Have you ever been jolted awake just after falling asleep by a sudden wave of fear?
It happened to me recently—for the first time in ages Just as I was drifting off, a story laced with self-doubt and fear of failure popped into my head.
But something in me paused. I felt the surge of energy move through my body. And instead of spiraling, my mindfulness muscle kicked in. I noticed the story, felt the sensations, and remembered: I don’t have to believe everything my brain tells me.
So I simply said OK. I didn’t push it away or try to fix it. I let it be. I placed a hand over my chest—offering myself kindness, the way I might comfort a frightened child.
Within a minute or two, the sensations softened. The story faded. And I gently drifted back to sleep.
Reflecting on it, I realized that moment was a perfect example of the fleeting nature of emotions.
According to brain scientist Dr. Jill Bolte Taylor, an emotional reaction in the body—at its core—is a chemical process that lasts about 90 seconds.
Just 90 seconds.
What keeps the emotion going isn’t the feeling itself—it’s what we think about the feeling. We layer on judgment, fear, blame. And that mental storytelling? That can turn a gentle wave into a tsunami.
A Doorway to Self-Compassion
When big feelings hit, our first instinct is often self-judgment:
“I shouldn't be feeling this.”
“What’s wrong with me?”
But instead of following that old, familiar script, we can choose something different. We can meet ourselves with kindness.
First, let’s understand the terrain. Emotions aren’t just “in your head”—they’re physical experiences. A tight chest. A racing heart. A knot in the stomach.
If we can stay present and feel those sensations, without immediately reacting, we create space. A small but mighty pause. That 90-second window becomes a doorway to compassion instead of criticism.
And that matters. Because unacknowledged emotions don’t vanish. When ignored or suppressed, they often become background noise—lingering sadness, chronic tension, quiet discontent. Emotional clutter that weighs us down.
Even more powerful is what happens after the 90 seconds. If we continue spinning painful stories like:
“I always mess up.”
“No one else feels this way.”
“I’m just too sensitive.”
we prolong the emotional wave. Our thoughts trigger new signals to the body, and the loop continues.
This is where suffering starts—not in the feeling itself, but in our resistance to it.
So next time you feel overwhelmed, remember: the feeling is temporary.

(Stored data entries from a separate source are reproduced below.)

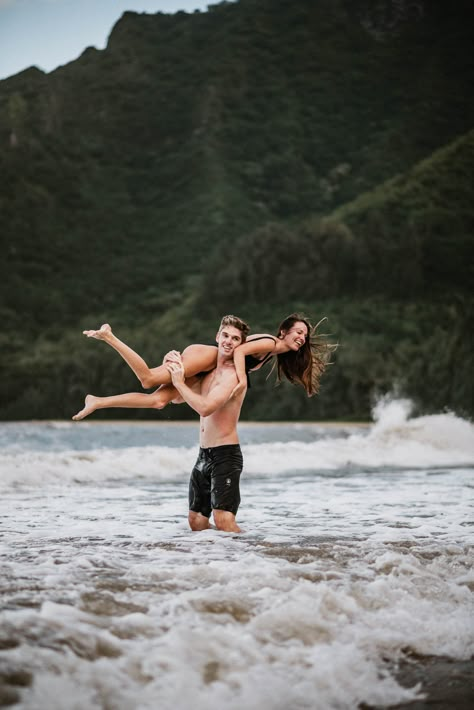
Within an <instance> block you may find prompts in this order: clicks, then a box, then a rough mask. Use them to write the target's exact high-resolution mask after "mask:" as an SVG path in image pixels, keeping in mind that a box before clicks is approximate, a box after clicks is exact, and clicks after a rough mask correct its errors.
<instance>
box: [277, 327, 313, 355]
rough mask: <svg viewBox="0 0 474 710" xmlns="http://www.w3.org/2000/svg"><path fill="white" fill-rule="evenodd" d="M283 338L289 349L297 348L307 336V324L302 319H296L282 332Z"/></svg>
mask: <svg viewBox="0 0 474 710" xmlns="http://www.w3.org/2000/svg"><path fill="white" fill-rule="evenodd" d="M282 335H283V340H284V341H285V343H286V344H287V345H288V346H289V348H290V350H299V349H300V348H301V347H302V346H303V345H304V344H305V342H306V339H307V337H308V326H307V325H306V323H303V321H300V320H299V321H296V323H293V325H292V326H291V328H288V330H284V331H283V332H282Z"/></svg>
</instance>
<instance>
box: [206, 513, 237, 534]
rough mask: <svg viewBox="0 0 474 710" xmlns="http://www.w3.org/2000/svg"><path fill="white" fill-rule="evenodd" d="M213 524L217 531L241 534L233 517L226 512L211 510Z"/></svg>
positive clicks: (233, 515)
mask: <svg viewBox="0 0 474 710" xmlns="http://www.w3.org/2000/svg"><path fill="white" fill-rule="evenodd" d="M212 514H213V516H214V522H215V524H216V528H217V529H218V530H223V531H224V532H242V530H241V529H240V528H239V526H238V525H237V523H236V522H235V515H234V514H233V513H230V512H229V511H228V510H213V511H212Z"/></svg>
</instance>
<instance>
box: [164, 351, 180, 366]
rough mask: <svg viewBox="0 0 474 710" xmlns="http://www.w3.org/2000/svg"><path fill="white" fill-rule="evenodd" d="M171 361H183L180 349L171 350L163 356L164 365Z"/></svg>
mask: <svg viewBox="0 0 474 710" xmlns="http://www.w3.org/2000/svg"><path fill="white" fill-rule="evenodd" d="M169 362H181V353H180V352H179V350H170V351H169V353H166V355H165V356H164V358H163V363H162V364H163V365H167V364H168V363H169Z"/></svg>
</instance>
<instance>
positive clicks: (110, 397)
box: [73, 385, 178, 422]
mask: <svg viewBox="0 0 474 710" xmlns="http://www.w3.org/2000/svg"><path fill="white" fill-rule="evenodd" d="M177 397H178V390H177V389H175V388H174V387H173V386H172V385H164V386H163V387H159V388H158V389H157V390H155V392H152V393H151V394H143V393H141V392H128V393H127V394H117V395H112V396H111V397H95V396H94V395H93V394H88V395H87V397H86V400H85V405H84V407H83V409H81V410H80V412H78V413H77V414H75V415H74V416H73V419H74V421H75V422H78V421H80V420H81V419H85V417H88V416H89V414H92V412H95V410H96V409H108V408H109V407H123V408H125V409H163V407H166V405H167V404H169V403H170V402H171V400H173V399H176V398H177Z"/></svg>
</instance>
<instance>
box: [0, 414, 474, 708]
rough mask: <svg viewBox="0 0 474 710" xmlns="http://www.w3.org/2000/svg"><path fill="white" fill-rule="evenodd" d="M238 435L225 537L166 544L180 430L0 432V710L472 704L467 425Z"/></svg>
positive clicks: (37, 423) (82, 430)
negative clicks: (233, 522)
mask: <svg viewBox="0 0 474 710" xmlns="http://www.w3.org/2000/svg"><path fill="white" fill-rule="evenodd" d="M239 431H240V437H241V444H242V450H243V454H244V473H243V476H242V481H241V494H242V503H241V508H240V511H239V515H238V518H237V519H238V522H239V524H240V525H241V527H242V529H243V533H242V534H241V535H235V534H227V533H221V532H218V531H216V530H208V531H204V532H202V533H192V532H191V531H190V530H189V529H188V526H187V521H186V515H187V485H188V478H189V473H190V470H191V468H192V464H193V463H194V460H195V458H196V455H197V435H198V425H197V422H191V423H186V424H177V423H172V424H171V423H167V424H163V423H161V422H156V423H154V422H153V423H151V422H147V423H143V424H140V423H134V424H129V423H127V422H121V423H119V422H112V423H107V422H101V423H100V424H99V423H94V422H93V421H89V420H87V421H84V422H80V423H69V422H44V423H39V422H35V423H33V422H24V423H14V422H11V423H4V424H0V465H1V478H0V481H1V483H0V486H1V497H0V516H1V517H0V523H1V528H0V530H1V539H0V564H1V576H0V580H1V581H0V607H1V611H0V704H1V705H2V706H7V705H8V704H12V703H14V704H15V707H18V708H21V709H22V710H23V709H24V710H33V708H34V709H35V710H38V709H41V710H43V709H44V710H75V709H76V708H77V709H79V708H81V710H82V708H85V707H87V708H90V709H93V708H101V709H102V708H111V709H114V710H136V709H137V708H143V710H145V709H146V710H147V709H148V708H149V709H150V710H151V709H152V708H153V709H154V708H157V707H159V708H160V709H162V710H168V709H169V710H171V708H173V709H177V710H181V708H182V709H183V710H184V708H187V707H188V706H189V705H192V706H193V708H195V709H196V710H201V708H202V709H203V710H204V708H211V709H212V708H217V707H219V706H221V705H223V704H225V705H226V707H227V708H230V709H231V710H234V709H235V710H237V708H242V707H246V708H250V709H251V710H253V709H255V710H257V709H258V710H262V709H263V710H267V709H268V710H279V709H280V708H281V709H282V710H283V708H289V707H291V708H295V709H297V710H299V709H300V708H301V710H303V709H311V710H319V709H321V710H327V709H331V708H334V709H336V708H357V707H360V708H387V707H394V708H405V707H406V708H410V709H412V710H421V709H422V708H423V709H424V708H437V709H438V710H441V709H443V710H444V709H446V710H448V708H449V710H451V709H452V708H461V710H463V709H464V708H467V707H468V706H469V707H471V706H472V700H473V697H472V680H473V665H472V658H473V655H474V625H473V619H474V614H473V611H474V605H473V590H474V573H473V565H472V562H473V555H472V550H473V538H474V535H473V519H474V515H473V508H474V504H473V503H474V501H473V485H474V479H473V473H474V427H473V425H472V424H471V423H470V422H467V421H465V420H462V419H461V418H459V417H455V416H454V415H452V414H446V413H445V414H439V415H432V416H427V417H418V418H416V417H410V414H409V403H407V402H403V401H398V402H397V401H395V402H391V403H385V405H384V406H383V407H381V408H380V409H379V411H378V412H377V413H376V420H375V422H374V423H373V424H370V425H368V426H367V425H351V424H331V425H324V424H319V423H314V424H306V423H305V424H303V423H301V424H299V423H287V424H271V423H268V424H258V425H254V424H252V423H245V422H244V423H242V424H241V426H240V429H239Z"/></svg>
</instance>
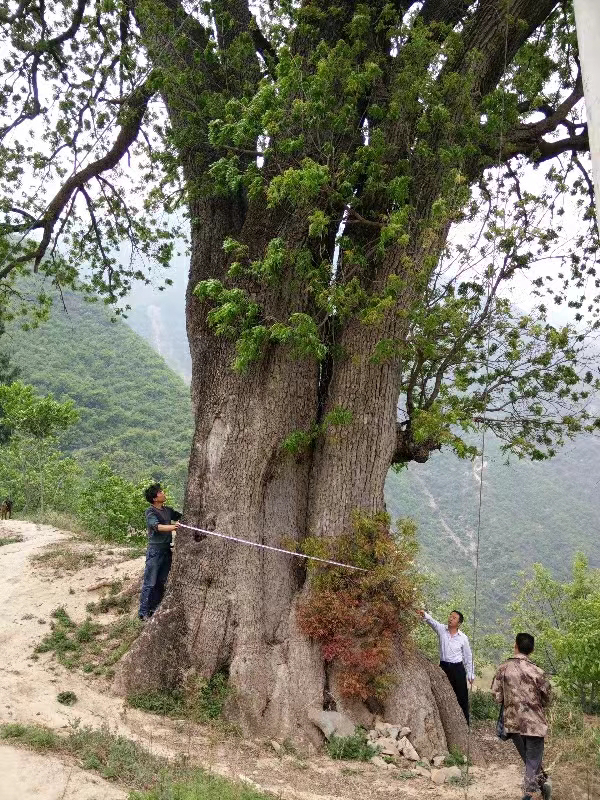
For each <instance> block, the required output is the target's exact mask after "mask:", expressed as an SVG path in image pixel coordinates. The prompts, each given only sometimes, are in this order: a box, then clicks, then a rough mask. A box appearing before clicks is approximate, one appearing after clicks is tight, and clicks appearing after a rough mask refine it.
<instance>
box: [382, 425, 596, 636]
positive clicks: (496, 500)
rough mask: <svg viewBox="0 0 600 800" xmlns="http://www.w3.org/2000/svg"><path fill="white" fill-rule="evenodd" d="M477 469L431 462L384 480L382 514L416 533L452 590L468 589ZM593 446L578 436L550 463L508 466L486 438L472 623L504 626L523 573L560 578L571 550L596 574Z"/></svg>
mask: <svg viewBox="0 0 600 800" xmlns="http://www.w3.org/2000/svg"><path fill="white" fill-rule="evenodd" d="M479 473H480V460H479V459H477V461H475V462H474V463H472V462H469V461H460V460H459V459H457V458H456V457H455V456H453V455H452V454H451V453H444V452H442V453H436V454H434V455H433V456H432V458H431V460H430V461H429V462H428V463H427V464H410V465H409V467H408V469H407V470H404V471H403V472H401V473H400V474H395V473H390V474H389V476H388V479H387V484H386V501H387V505H388V510H389V511H390V513H391V514H392V515H393V516H394V517H401V516H411V517H413V518H414V519H415V520H416V521H417V522H418V525H419V540H420V542H421V548H422V554H421V557H422V560H423V562H424V563H425V564H426V565H427V566H428V567H429V568H430V569H431V570H432V571H433V572H434V573H435V574H436V575H437V576H438V577H439V578H440V580H441V581H442V582H445V583H447V584H451V583H452V582H454V581H456V579H457V578H458V577H461V578H462V579H463V583H464V587H465V589H466V590H467V591H468V592H469V593H471V592H472V591H473V589H474V564H475V553H476V545H477V522H478V507H479ZM599 481H600V439H599V438H597V437H595V436H591V435H582V436H580V437H579V438H577V439H576V440H575V441H574V442H571V443H568V444H567V445H566V446H565V447H564V448H563V450H562V451H560V452H559V453H558V455H557V456H555V457H554V458H553V459H550V460H548V461H543V462H530V461H524V460H522V461H519V460H517V459H514V458H513V459H511V461H510V463H509V464H506V463H505V457H504V456H503V455H502V453H501V452H500V447H499V443H498V441H497V440H495V439H494V438H493V437H489V436H488V437H487V439H486V458H485V467H484V482H483V495H482V508H481V531H480V548H479V586H478V606H479V612H480V618H482V619H484V620H485V621H487V622H488V623H489V622H494V621H495V620H496V618H497V617H505V616H506V614H507V605H508V603H509V601H510V597H511V595H512V592H511V587H512V584H513V583H514V581H515V580H517V578H518V573H519V572H520V571H521V570H524V569H527V568H528V567H529V566H531V564H533V563H535V562H541V563H543V564H544V565H546V566H547V567H550V568H551V569H553V570H554V572H555V573H556V574H557V576H559V577H561V578H567V576H568V575H569V571H570V567H571V564H572V562H573V555H574V554H575V552H576V551H577V550H582V551H583V552H585V553H586V554H587V555H588V556H589V558H590V563H591V564H592V565H593V566H600V537H599V536H598V520H599V519H600V483H599Z"/></svg>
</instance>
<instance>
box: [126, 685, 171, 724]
mask: <svg viewBox="0 0 600 800" xmlns="http://www.w3.org/2000/svg"><path fill="white" fill-rule="evenodd" d="M127 703H128V704H129V705H130V706H131V707H132V708H139V709H141V710H142V711H148V712H150V713H151V714H160V715H161V716H164V717H182V716H185V713H184V711H185V699H184V696H183V692H182V691H181V690H180V689H164V690H155V691H146V692H134V693H133V694H130V695H129V696H128V698H127Z"/></svg>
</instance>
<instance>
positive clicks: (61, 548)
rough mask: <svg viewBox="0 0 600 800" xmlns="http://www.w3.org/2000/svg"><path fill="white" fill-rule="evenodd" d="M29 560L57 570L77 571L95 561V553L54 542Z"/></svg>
mask: <svg viewBox="0 0 600 800" xmlns="http://www.w3.org/2000/svg"><path fill="white" fill-rule="evenodd" d="M31 560H32V561H33V562H35V563H37V564H41V565H44V566H47V567H51V568H52V569H54V570H56V571H59V570H65V571H66V572H77V571H78V570H80V569H84V567H91V565H92V564H93V563H94V562H95V561H96V554H95V553H93V552H91V551H90V550H84V549H82V548H81V547H77V546H76V547H69V546H68V545H65V544H55V545H51V546H50V547H48V548H47V549H46V550H44V551H43V552H42V553H36V554H35V555H33V556H31Z"/></svg>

What lasts is the relationship you build with yourself in that moment.
Invite a Pause & Practice Self-Compassion
The keys to riding out that wave without amplifying it are: take a pause and invite self-compassion.

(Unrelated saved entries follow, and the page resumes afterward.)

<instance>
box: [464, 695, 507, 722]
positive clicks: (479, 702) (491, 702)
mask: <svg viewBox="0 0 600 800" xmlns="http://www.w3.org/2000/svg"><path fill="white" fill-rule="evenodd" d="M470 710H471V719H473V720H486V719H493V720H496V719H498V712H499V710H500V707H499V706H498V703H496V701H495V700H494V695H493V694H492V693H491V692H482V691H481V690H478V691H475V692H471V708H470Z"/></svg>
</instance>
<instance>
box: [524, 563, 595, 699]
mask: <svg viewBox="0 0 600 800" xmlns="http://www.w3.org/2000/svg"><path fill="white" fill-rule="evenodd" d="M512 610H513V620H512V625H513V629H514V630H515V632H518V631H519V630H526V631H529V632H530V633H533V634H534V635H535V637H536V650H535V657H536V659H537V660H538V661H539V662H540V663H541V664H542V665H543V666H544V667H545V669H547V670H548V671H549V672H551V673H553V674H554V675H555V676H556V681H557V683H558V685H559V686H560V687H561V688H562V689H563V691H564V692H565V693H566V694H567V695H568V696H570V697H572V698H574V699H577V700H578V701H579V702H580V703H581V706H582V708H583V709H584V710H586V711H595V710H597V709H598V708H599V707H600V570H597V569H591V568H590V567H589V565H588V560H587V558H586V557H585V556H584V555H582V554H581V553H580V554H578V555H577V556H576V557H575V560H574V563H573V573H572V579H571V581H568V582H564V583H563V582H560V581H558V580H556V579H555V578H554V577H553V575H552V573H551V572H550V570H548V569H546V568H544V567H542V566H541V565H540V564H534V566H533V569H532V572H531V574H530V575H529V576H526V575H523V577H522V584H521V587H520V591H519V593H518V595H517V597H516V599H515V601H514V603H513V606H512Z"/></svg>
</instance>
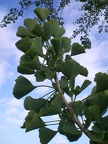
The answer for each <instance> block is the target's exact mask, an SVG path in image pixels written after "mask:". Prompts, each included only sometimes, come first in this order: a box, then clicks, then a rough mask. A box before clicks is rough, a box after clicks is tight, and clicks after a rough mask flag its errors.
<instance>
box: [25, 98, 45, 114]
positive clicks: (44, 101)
mask: <svg viewBox="0 0 108 144" xmlns="http://www.w3.org/2000/svg"><path fill="white" fill-rule="evenodd" d="M46 103H47V100H45V99H43V98H39V99H34V98H32V97H30V96H29V97H26V98H25V100H24V107H25V109H26V110H33V111H34V112H36V113H39V112H40V109H41V108H42V107H45V106H46Z"/></svg>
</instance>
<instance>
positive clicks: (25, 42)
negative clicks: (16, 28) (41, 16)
mask: <svg viewBox="0 0 108 144" xmlns="http://www.w3.org/2000/svg"><path fill="white" fill-rule="evenodd" d="M31 44H32V41H31V40H30V38H28V37H25V38H22V39H21V40H19V41H18V42H17V43H16V47H17V48H18V49H19V50H20V51H22V52H24V53H26V52H27V51H28V50H29V49H30V47H31Z"/></svg>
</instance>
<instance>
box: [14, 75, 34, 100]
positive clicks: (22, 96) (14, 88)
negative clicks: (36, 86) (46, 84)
mask: <svg viewBox="0 0 108 144" xmlns="http://www.w3.org/2000/svg"><path fill="white" fill-rule="evenodd" d="M15 81H16V84H15V86H14V89H13V94H14V96H15V97H16V98H17V99H20V98H22V97H23V96H25V95H26V94H28V93H30V92H31V91H32V90H34V89H35V88H36V86H33V85H32V83H31V82H30V81H29V80H28V79H27V78H25V77H23V76H19V77H18V78H17V79H16V80H15Z"/></svg>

Self-compassion interrupts the cycle of habitual response. It creates safety within us, allowing emotions to move through rather than get stuck. In that safety, healing happens. From that place of care, we respond more wisely, gently, and authentically.
When a strong emotion arises, invite a pause, notice your breath or another bodily sensation that feels resourcing. Then, you could send a message like the following inward:
“This is a hard moment. I’m allowed to feel this. May I offer myself some kindness right now.” (Feel free to experiment to find out what works best for you.)

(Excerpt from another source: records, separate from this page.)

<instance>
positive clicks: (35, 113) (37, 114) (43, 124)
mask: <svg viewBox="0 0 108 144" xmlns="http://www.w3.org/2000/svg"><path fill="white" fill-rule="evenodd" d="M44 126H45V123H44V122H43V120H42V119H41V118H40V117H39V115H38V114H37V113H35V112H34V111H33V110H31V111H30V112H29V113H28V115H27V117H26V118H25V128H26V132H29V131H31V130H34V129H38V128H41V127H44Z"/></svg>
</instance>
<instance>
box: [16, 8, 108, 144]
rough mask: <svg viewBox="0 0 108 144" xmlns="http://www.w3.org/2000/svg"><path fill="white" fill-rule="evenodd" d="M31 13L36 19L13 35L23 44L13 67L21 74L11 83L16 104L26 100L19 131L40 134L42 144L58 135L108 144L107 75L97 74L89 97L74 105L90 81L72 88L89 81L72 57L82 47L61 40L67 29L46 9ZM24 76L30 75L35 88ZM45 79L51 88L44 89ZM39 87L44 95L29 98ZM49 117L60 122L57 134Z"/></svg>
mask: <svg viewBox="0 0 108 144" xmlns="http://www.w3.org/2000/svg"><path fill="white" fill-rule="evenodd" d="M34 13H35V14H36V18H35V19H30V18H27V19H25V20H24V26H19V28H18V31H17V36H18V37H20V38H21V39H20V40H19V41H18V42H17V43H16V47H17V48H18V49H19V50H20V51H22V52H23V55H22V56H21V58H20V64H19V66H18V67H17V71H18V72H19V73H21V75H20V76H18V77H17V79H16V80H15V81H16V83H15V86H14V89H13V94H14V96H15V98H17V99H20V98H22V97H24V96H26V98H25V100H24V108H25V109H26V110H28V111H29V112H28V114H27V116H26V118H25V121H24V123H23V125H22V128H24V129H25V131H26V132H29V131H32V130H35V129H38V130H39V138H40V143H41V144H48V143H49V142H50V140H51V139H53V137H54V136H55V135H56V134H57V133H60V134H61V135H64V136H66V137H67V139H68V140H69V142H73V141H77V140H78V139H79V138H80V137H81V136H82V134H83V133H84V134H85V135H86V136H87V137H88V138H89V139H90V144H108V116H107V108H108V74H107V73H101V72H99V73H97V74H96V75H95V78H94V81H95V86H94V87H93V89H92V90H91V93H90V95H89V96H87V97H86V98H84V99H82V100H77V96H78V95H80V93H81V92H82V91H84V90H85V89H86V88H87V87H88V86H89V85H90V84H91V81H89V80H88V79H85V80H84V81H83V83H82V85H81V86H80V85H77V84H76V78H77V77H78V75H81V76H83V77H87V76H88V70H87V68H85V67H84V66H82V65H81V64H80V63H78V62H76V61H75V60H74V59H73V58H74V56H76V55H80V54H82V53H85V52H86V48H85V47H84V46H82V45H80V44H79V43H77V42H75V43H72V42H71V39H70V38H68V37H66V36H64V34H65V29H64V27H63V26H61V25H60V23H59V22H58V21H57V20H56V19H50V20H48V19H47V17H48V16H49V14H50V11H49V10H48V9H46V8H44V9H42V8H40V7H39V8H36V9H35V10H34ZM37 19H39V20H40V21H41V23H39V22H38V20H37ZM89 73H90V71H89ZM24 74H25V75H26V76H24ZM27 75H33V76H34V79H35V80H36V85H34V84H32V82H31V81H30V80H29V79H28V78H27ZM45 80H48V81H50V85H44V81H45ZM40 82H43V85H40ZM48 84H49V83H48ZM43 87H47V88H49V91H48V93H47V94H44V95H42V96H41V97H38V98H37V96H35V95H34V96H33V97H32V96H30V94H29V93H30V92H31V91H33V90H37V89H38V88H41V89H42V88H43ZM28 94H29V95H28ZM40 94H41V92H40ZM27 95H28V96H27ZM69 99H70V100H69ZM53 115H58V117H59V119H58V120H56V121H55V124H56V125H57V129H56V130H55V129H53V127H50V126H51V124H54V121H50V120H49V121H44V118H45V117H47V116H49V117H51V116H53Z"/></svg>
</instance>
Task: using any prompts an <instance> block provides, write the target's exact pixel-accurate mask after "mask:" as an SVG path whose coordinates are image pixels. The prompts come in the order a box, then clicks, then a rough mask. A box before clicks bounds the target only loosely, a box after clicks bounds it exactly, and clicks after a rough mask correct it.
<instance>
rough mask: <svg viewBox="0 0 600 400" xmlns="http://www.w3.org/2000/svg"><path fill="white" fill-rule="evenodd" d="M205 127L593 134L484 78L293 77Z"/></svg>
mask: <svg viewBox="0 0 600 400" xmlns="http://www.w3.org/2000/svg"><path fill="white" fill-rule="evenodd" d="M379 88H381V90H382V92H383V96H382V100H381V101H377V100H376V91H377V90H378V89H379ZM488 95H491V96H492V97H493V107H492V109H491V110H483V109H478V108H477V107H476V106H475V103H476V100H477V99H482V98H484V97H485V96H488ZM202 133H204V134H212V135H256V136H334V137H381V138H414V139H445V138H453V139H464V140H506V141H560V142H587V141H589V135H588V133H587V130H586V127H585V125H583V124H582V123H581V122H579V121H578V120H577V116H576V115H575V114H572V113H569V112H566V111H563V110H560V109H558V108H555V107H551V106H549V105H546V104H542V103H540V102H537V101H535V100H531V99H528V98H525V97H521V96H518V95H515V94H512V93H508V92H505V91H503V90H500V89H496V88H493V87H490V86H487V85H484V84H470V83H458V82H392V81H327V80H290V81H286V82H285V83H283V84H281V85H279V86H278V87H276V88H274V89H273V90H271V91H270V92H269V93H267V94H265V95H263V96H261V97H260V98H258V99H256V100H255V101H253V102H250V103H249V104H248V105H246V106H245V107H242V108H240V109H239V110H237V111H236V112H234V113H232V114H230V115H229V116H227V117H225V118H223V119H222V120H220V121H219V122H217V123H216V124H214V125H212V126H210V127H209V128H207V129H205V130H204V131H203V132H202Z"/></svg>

You can even place a hand over your heart or anywhere you feel uncomfortable sensations. These are simple signals of safety that remind your body you're here, you're okay, and you're not alone.
So next time you feel overwhelmed, remember: the feeling is temporary. What lasts is the relationship you build with yourself in that moment.
Choose kindness. Choose curiosity. Choose to be on your own side.
You don’t need to fix the feeling. You just need to feel it—with compassion. That is the foundation for true inner growth and healing.